Learn about basics of Audio as a Data


Reading time: 35 minutes | Coding time: 20 minutes

Audio is one of the forms of data in which research is continuously growing with the rise of applications like Google Home and Amazon Echo. Having the basic knowledge of managing audio like a data as you would handle text is a very important skill and is the stepping stone for much greater things. In this article, we will explore various aspects about audio like different formats, features and representation with code demonstrations.

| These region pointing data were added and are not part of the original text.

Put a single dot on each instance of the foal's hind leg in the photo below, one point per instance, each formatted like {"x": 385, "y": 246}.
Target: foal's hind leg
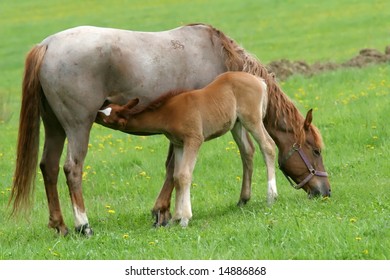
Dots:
{"x": 163, "y": 203}
{"x": 54, "y": 143}
{"x": 247, "y": 150}
{"x": 73, "y": 167}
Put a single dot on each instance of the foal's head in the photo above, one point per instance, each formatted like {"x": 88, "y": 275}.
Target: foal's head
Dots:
{"x": 303, "y": 161}
{"x": 116, "y": 116}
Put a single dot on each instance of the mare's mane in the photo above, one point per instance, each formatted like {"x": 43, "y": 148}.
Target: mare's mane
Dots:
{"x": 280, "y": 108}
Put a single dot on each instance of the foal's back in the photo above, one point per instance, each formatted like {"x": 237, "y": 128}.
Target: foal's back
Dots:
{"x": 213, "y": 110}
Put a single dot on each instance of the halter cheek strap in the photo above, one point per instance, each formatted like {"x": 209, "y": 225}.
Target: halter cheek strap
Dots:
{"x": 312, "y": 171}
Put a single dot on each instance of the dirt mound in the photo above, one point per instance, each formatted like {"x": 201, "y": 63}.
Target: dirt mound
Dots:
{"x": 284, "y": 68}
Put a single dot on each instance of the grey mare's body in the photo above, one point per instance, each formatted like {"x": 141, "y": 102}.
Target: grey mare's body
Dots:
{"x": 84, "y": 66}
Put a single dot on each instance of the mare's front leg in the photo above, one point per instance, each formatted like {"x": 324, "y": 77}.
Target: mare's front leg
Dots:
{"x": 161, "y": 209}
{"x": 73, "y": 167}
{"x": 268, "y": 147}
{"x": 246, "y": 148}
{"x": 54, "y": 143}
{"x": 185, "y": 159}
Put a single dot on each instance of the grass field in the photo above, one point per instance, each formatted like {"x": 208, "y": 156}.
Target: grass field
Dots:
{"x": 123, "y": 174}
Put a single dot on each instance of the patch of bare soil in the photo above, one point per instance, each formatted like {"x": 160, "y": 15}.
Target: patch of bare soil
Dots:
{"x": 284, "y": 68}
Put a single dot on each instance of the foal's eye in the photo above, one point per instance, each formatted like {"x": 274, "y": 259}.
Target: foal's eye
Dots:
{"x": 317, "y": 152}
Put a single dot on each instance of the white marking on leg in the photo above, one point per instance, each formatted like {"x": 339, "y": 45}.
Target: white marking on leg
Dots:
{"x": 80, "y": 218}
{"x": 106, "y": 111}
{"x": 272, "y": 193}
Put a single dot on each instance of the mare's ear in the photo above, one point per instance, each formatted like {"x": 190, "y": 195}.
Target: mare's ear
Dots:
{"x": 308, "y": 120}
{"x": 132, "y": 103}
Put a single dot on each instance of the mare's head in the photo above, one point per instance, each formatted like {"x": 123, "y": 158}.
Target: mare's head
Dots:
{"x": 302, "y": 161}
{"x": 116, "y": 116}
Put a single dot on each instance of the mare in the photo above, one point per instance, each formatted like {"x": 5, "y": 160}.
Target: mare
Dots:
{"x": 69, "y": 75}
{"x": 233, "y": 101}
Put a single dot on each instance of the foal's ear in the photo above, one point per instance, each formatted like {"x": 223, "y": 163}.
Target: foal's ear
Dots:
{"x": 308, "y": 120}
{"x": 132, "y": 103}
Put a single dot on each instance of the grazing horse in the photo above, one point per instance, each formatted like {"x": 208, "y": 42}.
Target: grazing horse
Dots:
{"x": 232, "y": 101}
{"x": 70, "y": 74}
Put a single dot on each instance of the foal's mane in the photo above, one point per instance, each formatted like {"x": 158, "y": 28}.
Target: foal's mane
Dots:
{"x": 156, "y": 103}
{"x": 280, "y": 107}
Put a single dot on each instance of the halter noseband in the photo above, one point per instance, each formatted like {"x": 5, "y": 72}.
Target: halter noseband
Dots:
{"x": 312, "y": 172}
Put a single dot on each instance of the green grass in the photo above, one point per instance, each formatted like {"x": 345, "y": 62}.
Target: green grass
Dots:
{"x": 123, "y": 174}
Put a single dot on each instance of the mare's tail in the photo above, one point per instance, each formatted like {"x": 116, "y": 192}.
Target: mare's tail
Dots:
{"x": 28, "y": 135}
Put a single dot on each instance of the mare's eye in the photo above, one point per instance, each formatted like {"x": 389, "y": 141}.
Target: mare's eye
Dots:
{"x": 316, "y": 152}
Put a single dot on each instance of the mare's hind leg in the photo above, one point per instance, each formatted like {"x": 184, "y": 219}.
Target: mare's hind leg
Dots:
{"x": 73, "y": 167}
{"x": 54, "y": 143}
{"x": 185, "y": 159}
{"x": 247, "y": 150}
{"x": 161, "y": 209}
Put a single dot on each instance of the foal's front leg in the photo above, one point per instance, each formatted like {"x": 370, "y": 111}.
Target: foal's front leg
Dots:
{"x": 185, "y": 159}
{"x": 247, "y": 150}
{"x": 161, "y": 209}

Audio is sound which is characterized by the vibration of air molecules. We have devices like audio recorder which does a good job of capturing the pattern of vibrations which our brain interprete as sound.

In real life, sound is just a data which we can work on.

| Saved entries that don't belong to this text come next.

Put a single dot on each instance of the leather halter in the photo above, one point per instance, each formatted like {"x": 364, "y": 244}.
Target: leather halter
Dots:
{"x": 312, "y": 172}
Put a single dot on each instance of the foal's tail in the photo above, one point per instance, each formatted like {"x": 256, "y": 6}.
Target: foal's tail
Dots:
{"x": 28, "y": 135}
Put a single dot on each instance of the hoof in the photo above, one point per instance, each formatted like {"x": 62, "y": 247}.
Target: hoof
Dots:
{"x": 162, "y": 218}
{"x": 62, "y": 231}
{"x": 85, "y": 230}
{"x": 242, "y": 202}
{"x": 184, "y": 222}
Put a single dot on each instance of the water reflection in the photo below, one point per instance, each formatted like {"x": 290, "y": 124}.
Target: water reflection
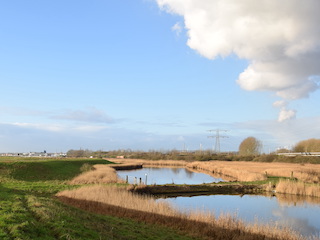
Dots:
{"x": 302, "y": 217}
{"x": 154, "y": 175}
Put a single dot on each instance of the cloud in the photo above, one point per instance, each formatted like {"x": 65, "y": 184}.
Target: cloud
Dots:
{"x": 280, "y": 40}
{"x": 284, "y": 114}
{"x": 89, "y": 115}
{"x": 177, "y": 28}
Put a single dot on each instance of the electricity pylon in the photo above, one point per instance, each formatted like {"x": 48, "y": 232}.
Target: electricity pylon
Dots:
{"x": 217, "y": 137}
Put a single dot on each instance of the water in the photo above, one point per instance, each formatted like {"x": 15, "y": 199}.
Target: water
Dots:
{"x": 300, "y": 215}
{"x": 166, "y": 176}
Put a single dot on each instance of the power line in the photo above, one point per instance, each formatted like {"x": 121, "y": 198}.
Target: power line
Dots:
{"x": 217, "y": 137}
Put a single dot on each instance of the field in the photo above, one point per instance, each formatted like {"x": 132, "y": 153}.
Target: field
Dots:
{"x": 30, "y": 210}
{"x": 36, "y": 198}
{"x": 297, "y": 178}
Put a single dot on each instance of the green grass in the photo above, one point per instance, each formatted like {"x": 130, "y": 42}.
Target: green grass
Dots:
{"x": 29, "y": 210}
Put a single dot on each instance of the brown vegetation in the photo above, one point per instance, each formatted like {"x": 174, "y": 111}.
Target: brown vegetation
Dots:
{"x": 119, "y": 202}
{"x": 298, "y": 188}
{"x": 100, "y": 174}
{"x": 243, "y": 171}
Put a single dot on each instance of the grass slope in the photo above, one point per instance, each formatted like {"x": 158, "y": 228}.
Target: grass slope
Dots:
{"x": 29, "y": 210}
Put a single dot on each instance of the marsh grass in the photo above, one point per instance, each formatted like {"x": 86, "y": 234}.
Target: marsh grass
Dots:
{"x": 298, "y": 188}
{"x": 119, "y": 201}
{"x": 100, "y": 174}
{"x": 243, "y": 171}
{"x": 30, "y": 211}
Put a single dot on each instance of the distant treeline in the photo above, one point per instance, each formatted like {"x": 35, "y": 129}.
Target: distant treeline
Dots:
{"x": 191, "y": 156}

Key words to understand audio data

Each audio data has the following key terms which is required to understand it:

  • sampling rate
  • bit depth

Sampling rate is the number of sections (called samples) made in 1 second of audio recording.

Bit depth is the number of bits required to represent a sample.

Features of audio wave

Amplitude : Amplitude is the displacement of a wave from its mean value.

topic of image

Frequency : The particles of the medium through which the sound moves is vibrating in a back and forth motion at a given time.

topic of image

Period : The time taken for 1 oscillation is called the period, and the period is related to the frequency by:

Period = 1/frequency
topic of image

Pitch : The sensation of a frequency is commonly referred to as the pitch of a sound. A high pitch sound corresponds to a high frequency sound wave and a low pitch sound corresponds to a low frequency sound wave.

topic of image

Intensity : Intensity refers to the force with which you feel the emotion.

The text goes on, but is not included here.